Replies are listed 'Best First'.
Re: File Naming
by jlp (Friar) on Aug 01, 2000 at 05:39 UTC
    This should do the job:
    my $user = "User"; open(USER, ">$user.txt") || die "Can't create user file $user.txt: $!" +; print USER "foo";#user data goes here

    This assumes you have the proper write permissions on your server of course.

      Keep in mind that you may not want to store a "plain" password in that file. If you are going to have passwords in the file you may want to use the crypt function to encrypt the password before storing it in the file. You won't be able to decrypt it, but you'll be able to encrypt it after they enter their password and check it against the version in the text file.

      - p u n k k i d
      "Reality is merely an illusion, albeit a very persistent one." -Albert Einstein

Re: File Naming
by fundflow (Chaplain) on Aug 01, 2000 at 06:47 UTC
    If you want your web-site to stay up for more than a day,
    don't forget to check the given user name to exclude users like
    "/etc/passwd" etc.

Re: File Naming
by young perlhopper (Scribe) on Aug 01, 2000 at 07:50 UTC
    The key here is to never ever ever EVER trust user input. When you are programming CGI of any type you must look at every piece of input and say "what's the worst possible thing that a user could enter into this field, and how would I deal with it?"

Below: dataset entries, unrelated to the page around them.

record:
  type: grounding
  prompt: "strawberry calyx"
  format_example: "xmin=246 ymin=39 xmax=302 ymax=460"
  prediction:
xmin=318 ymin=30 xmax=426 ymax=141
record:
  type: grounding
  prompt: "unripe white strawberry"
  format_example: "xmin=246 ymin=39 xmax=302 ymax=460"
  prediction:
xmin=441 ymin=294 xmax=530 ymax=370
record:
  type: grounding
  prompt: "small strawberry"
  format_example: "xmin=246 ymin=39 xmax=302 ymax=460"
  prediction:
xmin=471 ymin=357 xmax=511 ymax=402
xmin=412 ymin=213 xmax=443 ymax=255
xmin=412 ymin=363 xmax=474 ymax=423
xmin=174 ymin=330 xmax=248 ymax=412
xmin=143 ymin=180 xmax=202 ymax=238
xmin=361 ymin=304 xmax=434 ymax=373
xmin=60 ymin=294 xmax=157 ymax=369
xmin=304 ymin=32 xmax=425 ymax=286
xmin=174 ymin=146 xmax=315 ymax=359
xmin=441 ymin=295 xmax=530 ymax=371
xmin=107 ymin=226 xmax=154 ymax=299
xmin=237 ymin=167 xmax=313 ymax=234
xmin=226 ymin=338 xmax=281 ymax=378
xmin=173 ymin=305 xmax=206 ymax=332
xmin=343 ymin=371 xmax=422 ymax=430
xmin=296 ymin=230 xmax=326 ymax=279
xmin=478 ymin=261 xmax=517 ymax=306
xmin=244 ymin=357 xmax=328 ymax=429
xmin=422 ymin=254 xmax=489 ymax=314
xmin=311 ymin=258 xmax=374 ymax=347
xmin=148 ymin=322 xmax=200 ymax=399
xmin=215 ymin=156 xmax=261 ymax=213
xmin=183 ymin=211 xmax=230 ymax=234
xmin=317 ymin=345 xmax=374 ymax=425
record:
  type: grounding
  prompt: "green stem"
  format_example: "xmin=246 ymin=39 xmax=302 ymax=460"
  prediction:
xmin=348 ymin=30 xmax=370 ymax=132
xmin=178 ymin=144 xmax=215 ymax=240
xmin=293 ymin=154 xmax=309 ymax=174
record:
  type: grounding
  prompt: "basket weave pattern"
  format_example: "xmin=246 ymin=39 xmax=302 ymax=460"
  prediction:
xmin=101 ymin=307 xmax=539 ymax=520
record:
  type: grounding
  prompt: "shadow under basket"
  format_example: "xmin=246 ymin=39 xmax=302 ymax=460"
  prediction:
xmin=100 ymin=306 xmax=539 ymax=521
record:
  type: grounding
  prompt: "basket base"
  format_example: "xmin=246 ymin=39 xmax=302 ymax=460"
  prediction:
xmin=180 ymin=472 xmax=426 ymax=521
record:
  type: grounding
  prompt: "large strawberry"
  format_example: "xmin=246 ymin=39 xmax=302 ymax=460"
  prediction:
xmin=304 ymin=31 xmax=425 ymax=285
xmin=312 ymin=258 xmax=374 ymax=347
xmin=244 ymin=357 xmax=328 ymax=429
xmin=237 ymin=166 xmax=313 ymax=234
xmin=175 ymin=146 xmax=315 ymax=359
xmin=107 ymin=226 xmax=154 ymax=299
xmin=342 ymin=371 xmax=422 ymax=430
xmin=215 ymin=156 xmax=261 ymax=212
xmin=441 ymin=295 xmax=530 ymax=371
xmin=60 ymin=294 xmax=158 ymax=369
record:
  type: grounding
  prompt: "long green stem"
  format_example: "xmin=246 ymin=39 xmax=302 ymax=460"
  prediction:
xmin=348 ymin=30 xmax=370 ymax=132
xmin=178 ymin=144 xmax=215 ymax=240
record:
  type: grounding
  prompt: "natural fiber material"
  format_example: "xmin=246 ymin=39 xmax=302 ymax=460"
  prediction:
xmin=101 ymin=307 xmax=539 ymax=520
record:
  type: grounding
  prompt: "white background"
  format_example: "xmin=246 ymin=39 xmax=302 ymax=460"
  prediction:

    In short, Program defensively.


Re: File Naming
by Mork29 (Scribe) on Aug 01, 2000 at 09:03 UTC
    Ok, my follow up question, how do i exclude only a single character from the username or password or any other fields. ie... don't let them put a / in the username?
      sub secure_query { $_ = shift; s/\-+(.*)/$1/g; s/(.*)[ \t]+\-(.*)/$1$2/g; tr/\$\'\`\"\<\>\/\;\!\|/_/; return($_); }#End secure_query
        This is probably a little simpler and a lot safer:
        $had_bad_characters = $user =~ s/\W//g; # Safer still (since what's defined as a 'word character' could change + based on locale/Unicode (?)) $user =~ s/[^a-zA-Z_-]//g; # Explicitely define what we want to ACCE +PT as valid
        Generally the secure approach involves defining what is acceptable and disallowing everything else, not trying to filter out what we know/anticipate to be bad, because stuff frequently slips through.
Re: File Naming
by Mork29 (Scribe) on Aug 01, 2000 at 07:05 UTC
    <writes the word newbie on his forhead> Explain why? Some type of exploit for "hackers" ??
      If you pass a string from a user directly to open, the person can run arbitray commands. The username ';rm nameofcgi.cgi;' for example will delete nameofcgi.cgi (on some platforms, anyways). Even if you prefix the filename with a directory, someone could use ../ to write to the directory of their choice, someone could use a \0 to prevent any appended string from being used in the filename (since the underlying C library will take the \0 to be end of string). In other words, you need to verify that the data the user has given you does not contain anything it shouldn't. You can use the -T switch (#!/usr/bin/perl -T) which will enable taint checking which will cause perl to stop when it encounters a potentially unsafe operation.